O futebol tem uma sabedoria que embute um certo cinismo nas relações pessoais. Uma das primeiras coisas que aprendi, na época e que cobria os clubes do Rio de Janeiro, para a Placar e para O Globo, foi que a expressão “O técnico está prestigiado” não é o que parece ser. Dá a entender que a diretoria, apesar dos maus resultados, está disposta a bancar o treinador, só que é justamente o contrário. O cara está com um pé fora do time. O mau resultado seguinte geralmente o obriga a colocar o segundo pé na rua.
Vejo da mesma maneira a expressão da presidente Dilma em relação ao ministro Wagner Rossi. Ele está “prestigiado”, por assim dizer. A presidente manda, com outras palavras, o seguinte recado: se vier mais uma denúncia, não vou te mandar embora, mas você também não fica. Ou seja, o ministro passará à condição de demitido por uma suposta vontade própria.
A essa altura do campeonato – para continuarmos nas metáforas futebolísticas, embora Dilma não seja Lula –, o recado já foi enviado ao PMDB. O vice Michel Temer até gostaria de segurar o apadrinhado, mas sabe que mais ainda pode vir na direção de Wagner Rossi. Já estaria negociando a entrada de um substituto em cena. O Palácio do Planalto vai trabalhar discretamente, pois é muita crise de corrupção levantada em pouco tempo. A presidente está fazendo uma reforma ministerial que não gostaria de realizar agora.

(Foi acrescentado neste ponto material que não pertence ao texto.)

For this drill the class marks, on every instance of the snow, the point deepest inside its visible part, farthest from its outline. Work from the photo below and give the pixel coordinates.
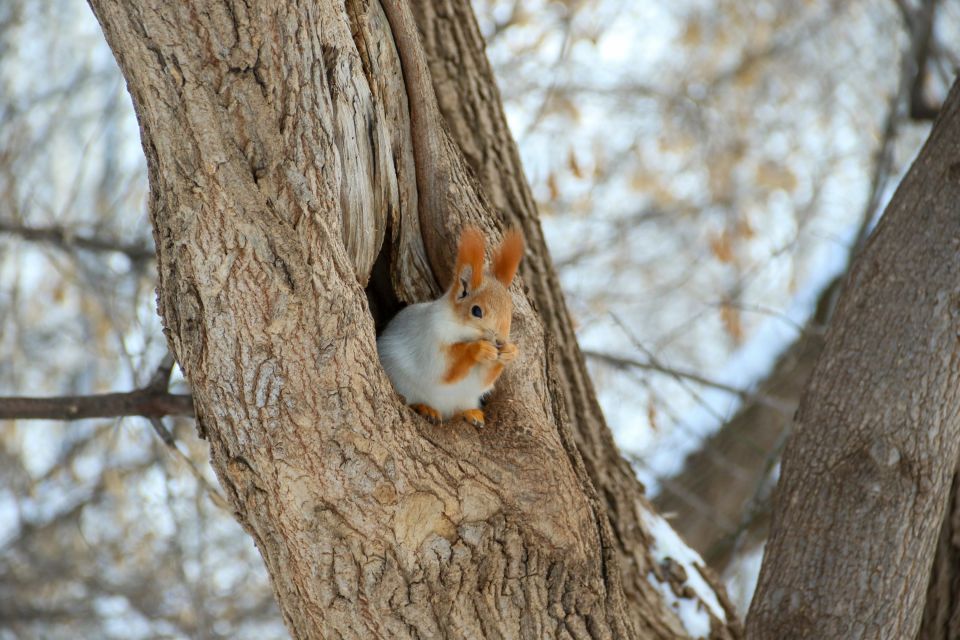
(667, 544)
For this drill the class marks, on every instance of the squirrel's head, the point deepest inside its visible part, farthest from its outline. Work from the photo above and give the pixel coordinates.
(481, 300)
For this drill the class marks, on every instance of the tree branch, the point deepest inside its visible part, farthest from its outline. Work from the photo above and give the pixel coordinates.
(142, 402)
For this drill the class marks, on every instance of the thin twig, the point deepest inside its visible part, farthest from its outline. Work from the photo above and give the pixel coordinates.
(65, 239)
(142, 402)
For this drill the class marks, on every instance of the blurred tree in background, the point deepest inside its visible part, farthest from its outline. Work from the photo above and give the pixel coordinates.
(704, 170)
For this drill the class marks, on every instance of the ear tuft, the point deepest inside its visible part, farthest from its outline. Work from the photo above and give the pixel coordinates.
(470, 254)
(508, 257)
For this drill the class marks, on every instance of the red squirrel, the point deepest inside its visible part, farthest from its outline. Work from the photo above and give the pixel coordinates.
(444, 356)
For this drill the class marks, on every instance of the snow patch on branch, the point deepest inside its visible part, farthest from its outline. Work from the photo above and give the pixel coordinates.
(671, 553)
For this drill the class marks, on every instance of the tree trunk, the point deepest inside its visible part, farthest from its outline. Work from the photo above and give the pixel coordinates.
(941, 615)
(718, 498)
(866, 474)
(289, 187)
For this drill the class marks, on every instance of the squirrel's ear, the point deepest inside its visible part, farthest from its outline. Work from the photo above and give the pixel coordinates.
(507, 258)
(468, 274)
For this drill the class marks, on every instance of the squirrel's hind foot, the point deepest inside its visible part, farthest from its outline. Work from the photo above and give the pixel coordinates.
(472, 416)
(428, 412)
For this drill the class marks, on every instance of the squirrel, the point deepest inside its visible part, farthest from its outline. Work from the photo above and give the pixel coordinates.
(443, 356)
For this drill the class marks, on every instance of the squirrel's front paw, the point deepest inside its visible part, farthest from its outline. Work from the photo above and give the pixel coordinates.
(508, 352)
(486, 351)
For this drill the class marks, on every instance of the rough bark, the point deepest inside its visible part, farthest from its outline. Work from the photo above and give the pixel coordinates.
(717, 502)
(941, 615)
(470, 102)
(280, 158)
(867, 471)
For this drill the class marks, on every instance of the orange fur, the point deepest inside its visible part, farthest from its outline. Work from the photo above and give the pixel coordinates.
(508, 256)
(470, 253)
(462, 356)
(473, 416)
(495, 372)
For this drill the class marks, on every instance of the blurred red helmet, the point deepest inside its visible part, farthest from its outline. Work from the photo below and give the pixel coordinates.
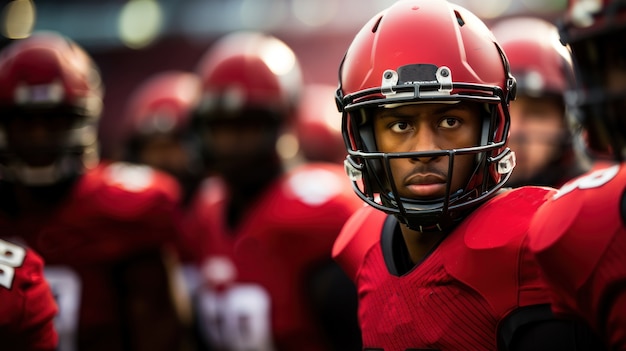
(420, 51)
(539, 62)
(49, 75)
(318, 125)
(249, 71)
(595, 31)
(162, 104)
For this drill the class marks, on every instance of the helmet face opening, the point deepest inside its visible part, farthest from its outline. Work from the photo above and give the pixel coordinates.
(51, 100)
(374, 79)
(595, 32)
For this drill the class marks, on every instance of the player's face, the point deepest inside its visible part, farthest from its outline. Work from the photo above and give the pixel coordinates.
(428, 127)
(165, 152)
(38, 138)
(537, 132)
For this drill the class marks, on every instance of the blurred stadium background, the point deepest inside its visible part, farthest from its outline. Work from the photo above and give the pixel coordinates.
(131, 39)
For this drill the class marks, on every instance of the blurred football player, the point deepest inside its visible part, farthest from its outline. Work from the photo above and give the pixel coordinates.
(545, 151)
(578, 237)
(318, 125)
(269, 282)
(156, 127)
(439, 255)
(27, 307)
(102, 228)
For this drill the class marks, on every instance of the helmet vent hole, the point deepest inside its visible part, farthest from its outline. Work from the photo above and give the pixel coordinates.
(459, 19)
(375, 28)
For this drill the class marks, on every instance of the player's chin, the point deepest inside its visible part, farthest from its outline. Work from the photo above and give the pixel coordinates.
(424, 191)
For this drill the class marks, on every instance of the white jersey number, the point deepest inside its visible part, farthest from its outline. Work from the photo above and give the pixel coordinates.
(11, 257)
(66, 288)
(592, 180)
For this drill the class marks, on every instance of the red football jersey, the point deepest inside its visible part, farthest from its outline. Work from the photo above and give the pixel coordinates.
(455, 298)
(27, 307)
(112, 213)
(252, 291)
(579, 240)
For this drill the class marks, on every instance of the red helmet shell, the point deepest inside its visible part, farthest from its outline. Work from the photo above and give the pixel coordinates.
(48, 69)
(425, 51)
(250, 70)
(318, 125)
(162, 103)
(538, 60)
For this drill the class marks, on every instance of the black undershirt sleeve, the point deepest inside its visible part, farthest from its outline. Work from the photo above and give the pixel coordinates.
(534, 328)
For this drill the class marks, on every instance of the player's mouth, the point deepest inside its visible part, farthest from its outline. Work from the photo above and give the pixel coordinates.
(426, 185)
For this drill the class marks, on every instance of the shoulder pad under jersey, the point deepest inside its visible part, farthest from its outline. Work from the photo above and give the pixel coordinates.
(360, 233)
(127, 190)
(490, 246)
(26, 301)
(582, 217)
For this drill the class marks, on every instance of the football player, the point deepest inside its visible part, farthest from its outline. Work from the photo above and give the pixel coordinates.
(578, 237)
(318, 125)
(545, 151)
(102, 228)
(27, 307)
(269, 282)
(156, 120)
(439, 255)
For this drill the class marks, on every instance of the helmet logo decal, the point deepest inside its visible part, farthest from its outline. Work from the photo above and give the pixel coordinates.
(418, 74)
(52, 93)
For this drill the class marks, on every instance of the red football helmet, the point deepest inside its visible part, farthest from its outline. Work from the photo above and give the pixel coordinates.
(249, 80)
(162, 104)
(539, 62)
(595, 31)
(249, 70)
(421, 51)
(318, 125)
(49, 78)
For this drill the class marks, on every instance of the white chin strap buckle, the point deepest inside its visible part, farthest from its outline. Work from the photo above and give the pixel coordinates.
(507, 163)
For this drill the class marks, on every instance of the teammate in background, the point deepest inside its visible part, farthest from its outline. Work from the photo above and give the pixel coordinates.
(269, 282)
(578, 237)
(157, 134)
(540, 137)
(156, 118)
(439, 256)
(318, 125)
(27, 307)
(102, 229)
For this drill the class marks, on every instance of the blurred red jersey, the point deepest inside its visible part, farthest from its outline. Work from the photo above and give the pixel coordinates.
(253, 295)
(458, 295)
(579, 240)
(27, 307)
(112, 215)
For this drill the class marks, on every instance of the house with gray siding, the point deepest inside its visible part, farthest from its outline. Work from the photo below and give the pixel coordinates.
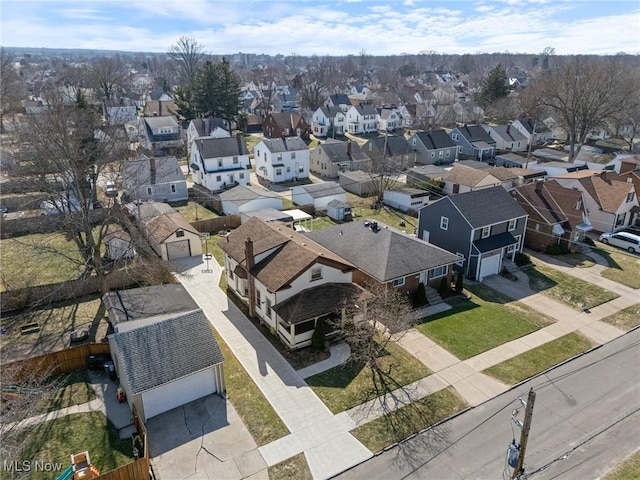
(485, 226)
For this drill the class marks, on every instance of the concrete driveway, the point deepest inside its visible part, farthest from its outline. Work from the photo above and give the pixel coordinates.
(204, 439)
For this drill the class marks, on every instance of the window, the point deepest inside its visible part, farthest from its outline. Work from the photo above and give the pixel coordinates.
(438, 272)
(316, 273)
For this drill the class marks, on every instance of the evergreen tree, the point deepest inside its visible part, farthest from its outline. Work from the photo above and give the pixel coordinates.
(494, 87)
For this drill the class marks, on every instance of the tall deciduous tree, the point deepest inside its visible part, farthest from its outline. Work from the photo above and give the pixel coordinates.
(582, 95)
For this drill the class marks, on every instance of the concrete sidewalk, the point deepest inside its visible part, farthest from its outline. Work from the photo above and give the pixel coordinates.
(323, 437)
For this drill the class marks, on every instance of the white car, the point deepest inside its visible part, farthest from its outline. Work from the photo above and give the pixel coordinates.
(625, 240)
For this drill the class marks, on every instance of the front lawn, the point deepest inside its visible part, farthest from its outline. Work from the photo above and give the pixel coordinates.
(539, 359)
(484, 321)
(38, 259)
(566, 288)
(350, 385)
(623, 268)
(625, 319)
(54, 441)
(377, 434)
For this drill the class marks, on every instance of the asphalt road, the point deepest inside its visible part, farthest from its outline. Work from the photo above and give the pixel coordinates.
(586, 420)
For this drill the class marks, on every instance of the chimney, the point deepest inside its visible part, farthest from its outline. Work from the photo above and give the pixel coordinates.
(249, 264)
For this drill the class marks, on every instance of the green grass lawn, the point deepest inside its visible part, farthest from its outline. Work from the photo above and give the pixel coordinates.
(294, 468)
(38, 259)
(192, 210)
(350, 385)
(478, 324)
(565, 288)
(256, 413)
(539, 359)
(623, 268)
(408, 420)
(55, 440)
(627, 470)
(625, 319)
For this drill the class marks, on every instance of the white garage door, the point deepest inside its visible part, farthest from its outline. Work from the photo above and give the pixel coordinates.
(489, 266)
(178, 249)
(177, 393)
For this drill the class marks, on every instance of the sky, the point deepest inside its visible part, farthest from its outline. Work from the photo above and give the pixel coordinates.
(332, 27)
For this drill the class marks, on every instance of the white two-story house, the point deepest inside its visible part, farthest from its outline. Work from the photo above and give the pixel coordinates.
(282, 159)
(328, 122)
(362, 119)
(285, 279)
(220, 163)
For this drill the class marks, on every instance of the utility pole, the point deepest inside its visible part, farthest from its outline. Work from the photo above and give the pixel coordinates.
(524, 436)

Na quarta-feira, Rossi vai ao Congresso para dar mais explicações. Vão querer saber da relação entre ele e seu ex-secretário-executivo, Milton Ortolani, com o lobista Júlio Froés. Fróes já deixou claro que conhece o primeiro e o ex-segundo do Ministério; o ministro primeiro disse que não sabia quem era, mas, depois, acabou por “lembrar-se” dele. Ortolani nem se deu ao trabalho de tentar justificar: pediu demissão antes que a coisa fedesse demais. E vai feder, não tenham dúvidas. A oposição não pretende dar trégua, embora algumas coisas nem dependam dela.
O que Dilma está fazendo é dar a chance ao PMDB de resolver uma questão de governo, do qual faz parte. Daí a defesa pública de Rossi. Afinal, se todos forem para o buraco, o PMDB vai junto.  Só que uma briga com os peemedebistas não interessa em nada ao Palácio do Planalto, que só teria a perder no Congresso. Isso tudo faz da operação de substituição de Wagner Rossi uma questão extremamente delicada.
Tão delicada que chama a atenção, sobretudo do PR. O partido foi satanizado e tornou-se uma espécie de cloaca do qual não se espera nada além de sujeira e porcaria. O tratamento vip dado ao PMDB vai colocar os republicanos na condição de ainda mais ressentidos do que já estão. Vão trair o governo e não o farão esfaqueando pelas costas. Vão cravar a lâmina de frente mesmo.
Isso não quer dizer que o PMDB vá atuar unido contra uma eventual revolta do PR. Não é um partido disso: dependendo da pressão que sofrer do Palácio para a substituição de Rossi, dá tranquilamente uma rasteira no governo.
A presidente não vai correr o risco de, ao longo desta semana, mais coisas aparecerem no âmbito do Ministério da Agricultura. Mostrou que há um nó ético a ser desfeito e chamou os peemedebistas a meterem a mão na massa. Ou seja: encontrem um substituto para Rossi, que sairá alegando problemas pessoais no caso de mais uma denúncia.
Caso a denúncia não venha e ele permaneça, haverá uma limpeza em regra a partir do segundo escalão do Ministério. Será feita sem alarde e colocada na conta dos méritos do ministro sobrevivente, que poderá salvar-se afirmando que foi ele quem promoveu a faxina e nem precisou de ordem da presidente para fazê-lo. A partir daí as coisas se acalmam e tanto governo, quanto PMDB, respondem à opinião pública, que está com gosto de sangue na boca e quer mais cabeças rolando pela Esplanada dos Ministérios.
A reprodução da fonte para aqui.